Analysis with DADA2

Abul_Bashar · March 17, 2024, 7:37am

Dear All,

I am beginner in this platform and running some basic analysis in qiime2. However, I need your assistance in following aspects.

I amplified my target sequence with V3-V4 primer pairs (341F and 806R) and sequenced them in Illumina platform (2*250). All bases have a quality score (at 25th percentile) of more than 37 until 250th position. Before denoising with DADA2, I trimmed the primers (forward primer: 17 base, reverse primer: 20 base) both reads.

My target sequence should be 430 bp and If I keep the trunc length at 230 (forward) and 212 (reverse), nearly 10-12 bp should be overlapped and it results in more than 16000 features. However, if I increase the overlap (20-22 bp), keeping the trunc length at 230 (forward) and 222 (reverse), it comes up with less feature (13000). I wounder, why does allowing more overlap result in less features? Is this related to quality of reads or something else?

Another thing is that after merging the sequence with DADA2, the minimum sequence length is 385 nt and average length is 417 nt which are less than my expected length (430). What does this mean and how can I overcome with Qiime2?

I look forward to hearing from you and thanks in advance.

timanix · March 17, 2024, 8:05am

Hello!
Looks like you doing great by your own!

Let's try to clarify some things you mentioned above.

my target sequence with V3-V4 primer pairs (341F and 806R) and sequenced them in Illumina platform (2*250).

V3-V4 region is one of the biggest regions to work with and even if 2x250 is still OK I prefer to sequence it with 2 x 300.

Before denoising with DADA2, I trimmed the primers (forward primer: 17 base, reverse primer: 20 base) both reads

Here I would prefer to remove primers with cutadapt before running Dada2. Setting special parameter to discard all features in which no primers are found is especially useful since one can see if something went wrong immediately by the size of output file. Also, my intuition says that removing primers with cutadapt rather than trimming will results in more uniformed ASVs after Dada2.

My target sequence should be 430 bp

That's right but V3-V4 is not only one of the biggest regions to work with, but also varies in size between different bacteria.

If I keep the trunc length at 230 (forward) and 212 (reverse), nearly 10-12 bp should be overlapped and it results in more than 16000 features. However, if I increase the overlap (20-22 bp), keeping the trunc length at 230 (forward) and 222 (reverse), it comes up with less feature (13000). I wounder, why does allowing more overlap result in less features? Is this related to quality of reads or something else?

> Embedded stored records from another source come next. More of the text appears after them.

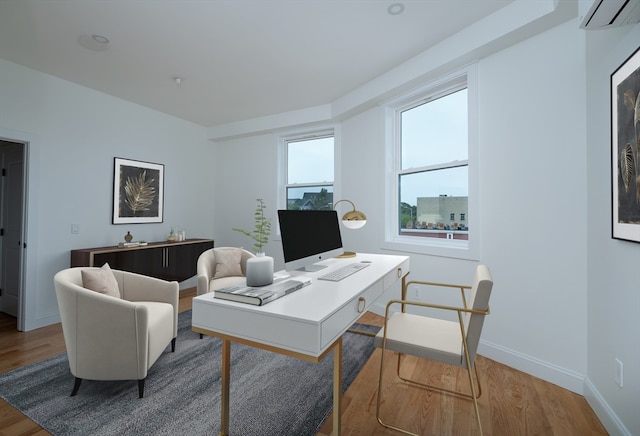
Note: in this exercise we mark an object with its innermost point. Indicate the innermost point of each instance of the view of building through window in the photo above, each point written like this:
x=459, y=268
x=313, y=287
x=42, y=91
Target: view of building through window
x=310, y=173
x=433, y=177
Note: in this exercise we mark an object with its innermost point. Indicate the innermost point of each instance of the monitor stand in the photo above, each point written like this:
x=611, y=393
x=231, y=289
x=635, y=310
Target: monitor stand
x=312, y=268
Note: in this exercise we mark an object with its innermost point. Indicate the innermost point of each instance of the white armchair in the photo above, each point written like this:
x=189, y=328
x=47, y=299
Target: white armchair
x=220, y=267
x=110, y=338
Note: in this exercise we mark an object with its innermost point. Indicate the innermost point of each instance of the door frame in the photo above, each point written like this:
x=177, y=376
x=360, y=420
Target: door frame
x=21, y=312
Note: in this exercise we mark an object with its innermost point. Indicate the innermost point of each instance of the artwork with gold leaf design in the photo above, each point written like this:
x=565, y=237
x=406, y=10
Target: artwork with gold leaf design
x=625, y=149
x=137, y=192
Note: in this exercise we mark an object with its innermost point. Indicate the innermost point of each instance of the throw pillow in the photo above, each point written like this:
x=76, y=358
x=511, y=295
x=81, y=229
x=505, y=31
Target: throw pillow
x=101, y=280
x=227, y=262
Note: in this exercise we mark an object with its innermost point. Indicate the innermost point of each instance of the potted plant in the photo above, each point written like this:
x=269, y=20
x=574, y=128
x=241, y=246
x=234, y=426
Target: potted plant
x=259, y=268
x=262, y=229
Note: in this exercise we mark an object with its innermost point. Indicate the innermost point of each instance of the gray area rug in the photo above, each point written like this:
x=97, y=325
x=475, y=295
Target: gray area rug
x=271, y=394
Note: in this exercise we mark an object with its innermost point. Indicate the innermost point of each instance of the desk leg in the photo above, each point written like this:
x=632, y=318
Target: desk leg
x=337, y=387
x=225, y=378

I think here you are getting lesser amount of features because of the combination of factors.
It may be, as you already mentioned, the quality of reads both at filtering step and in the overlapping region and the overall length of reverse reads.

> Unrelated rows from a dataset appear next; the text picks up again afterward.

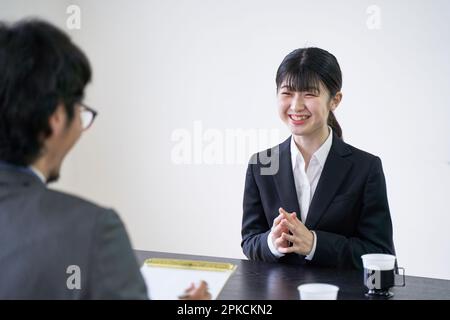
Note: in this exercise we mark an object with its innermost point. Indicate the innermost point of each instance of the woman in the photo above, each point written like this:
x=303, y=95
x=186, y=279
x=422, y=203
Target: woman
x=326, y=204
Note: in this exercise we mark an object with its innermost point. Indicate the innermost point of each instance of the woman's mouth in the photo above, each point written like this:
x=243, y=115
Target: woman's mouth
x=298, y=119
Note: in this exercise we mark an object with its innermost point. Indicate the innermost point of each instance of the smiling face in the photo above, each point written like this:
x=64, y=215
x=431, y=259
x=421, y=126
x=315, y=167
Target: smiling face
x=305, y=112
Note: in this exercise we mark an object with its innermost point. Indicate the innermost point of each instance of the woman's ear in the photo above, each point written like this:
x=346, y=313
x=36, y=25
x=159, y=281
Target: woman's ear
x=334, y=103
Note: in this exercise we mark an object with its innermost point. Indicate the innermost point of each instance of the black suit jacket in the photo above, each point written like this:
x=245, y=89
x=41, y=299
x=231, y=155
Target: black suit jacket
x=349, y=211
x=43, y=232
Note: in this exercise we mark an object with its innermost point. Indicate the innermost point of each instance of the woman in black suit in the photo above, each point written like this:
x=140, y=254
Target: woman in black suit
x=326, y=202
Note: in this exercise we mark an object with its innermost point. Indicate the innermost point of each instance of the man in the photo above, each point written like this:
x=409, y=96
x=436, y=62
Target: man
x=48, y=236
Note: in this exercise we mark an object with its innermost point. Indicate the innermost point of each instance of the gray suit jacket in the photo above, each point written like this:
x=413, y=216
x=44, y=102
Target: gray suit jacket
x=44, y=232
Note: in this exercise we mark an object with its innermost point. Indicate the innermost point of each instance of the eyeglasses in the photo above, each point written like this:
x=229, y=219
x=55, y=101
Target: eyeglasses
x=87, y=116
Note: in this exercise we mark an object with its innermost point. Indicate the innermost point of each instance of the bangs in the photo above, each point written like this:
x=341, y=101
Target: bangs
x=300, y=81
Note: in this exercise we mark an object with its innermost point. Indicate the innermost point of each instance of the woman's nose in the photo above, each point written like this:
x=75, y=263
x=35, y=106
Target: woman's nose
x=297, y=105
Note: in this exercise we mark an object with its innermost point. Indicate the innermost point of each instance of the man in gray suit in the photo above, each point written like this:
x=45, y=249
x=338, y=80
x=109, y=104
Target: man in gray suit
x=53, y=245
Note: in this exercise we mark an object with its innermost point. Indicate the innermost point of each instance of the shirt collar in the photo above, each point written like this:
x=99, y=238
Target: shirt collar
x=38, y=174
x=321, y=154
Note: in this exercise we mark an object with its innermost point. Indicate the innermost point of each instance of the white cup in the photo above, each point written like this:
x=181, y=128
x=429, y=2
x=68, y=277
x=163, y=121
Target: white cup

Another thing is that after merging the sequence with DADA2, the minimum sequence length is 385 nt and average length is 417 nt which are less than my expected length (430). What does this mean and how can I overcome with Qiime2?

As I already wrote, V3-V4 region varies in length among different bacteria. Also, trimming primers may affect the length of the output.

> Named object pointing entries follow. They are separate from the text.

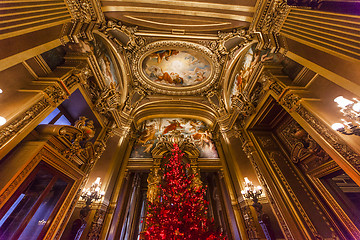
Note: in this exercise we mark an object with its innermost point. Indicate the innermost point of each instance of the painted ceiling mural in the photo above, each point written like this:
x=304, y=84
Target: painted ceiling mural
x=197, y=130
x=176, y=67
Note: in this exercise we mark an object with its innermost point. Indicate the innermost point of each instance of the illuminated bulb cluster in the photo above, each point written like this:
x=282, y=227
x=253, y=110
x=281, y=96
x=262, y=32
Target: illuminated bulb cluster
x=250, y=191
x=93, y=193
x=180, y=212
x=351, y=112
x=2, y=119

To conclude, I would suggest following:

Decrease minimum overlap parameter in Dada2 to 6 since V3-V4 region is large.
Remove primers with cutadapt before Dada2.
Play more with Dada2 truncation and go for parameters that produce the highest % of reads passed through. Including the variant with disabled truncation if quality is good.

Best,

Abul_Bashar · March 17, 2024, 10:46pm

Thank you very much @timanix for your constructive response.

okk. I'll try this and play more with the trunc length to see how it comes up.

I wonder, if DADA2 hits sequence with shorter length after merging, what extent it could affect my result. Currently more than 50% hits are shorter than my expected length (430). In a forum discussion, @Mehrbod_Estaki suggested taxonom-based filtering to avoid any weird hits generated from shorter sequences. Do you think, it could be helpful in my case?

I have also noticed that some paper mentioned the varying length of V3-V4 region while using the same primers. This made me a bit confusing.

Thanks again!

timanix · March 18, 2024, 7:17am

I will try to calculate a little; please correct me if my assumptions are wrong.
So, you are working with V3-V4 primers (341F and 806R), and currently trimmed your sequences at positions 17 and 20. So, your expectation of 430 is based on the math: 806-341-17-20 = 428?

Here is the link to the comment of the dada2 developer. According to it, you should expect at least 2 groups of sequences, with one group shorter by approximately 20 nt than another group.
In addition, any reads that fail to merge will be discarded by dada2. You can also go for additional filtering based on taxonomy classifications if needed.

I was confused as well with my first dataset, which was also sequenced with V3-V4. Here is a nice graphical representation of V3-V4 region length.

system · April 18, 2024, 1:18pm

This topic was automatically closed 31 days after the last reply. New replies are no longer allowed.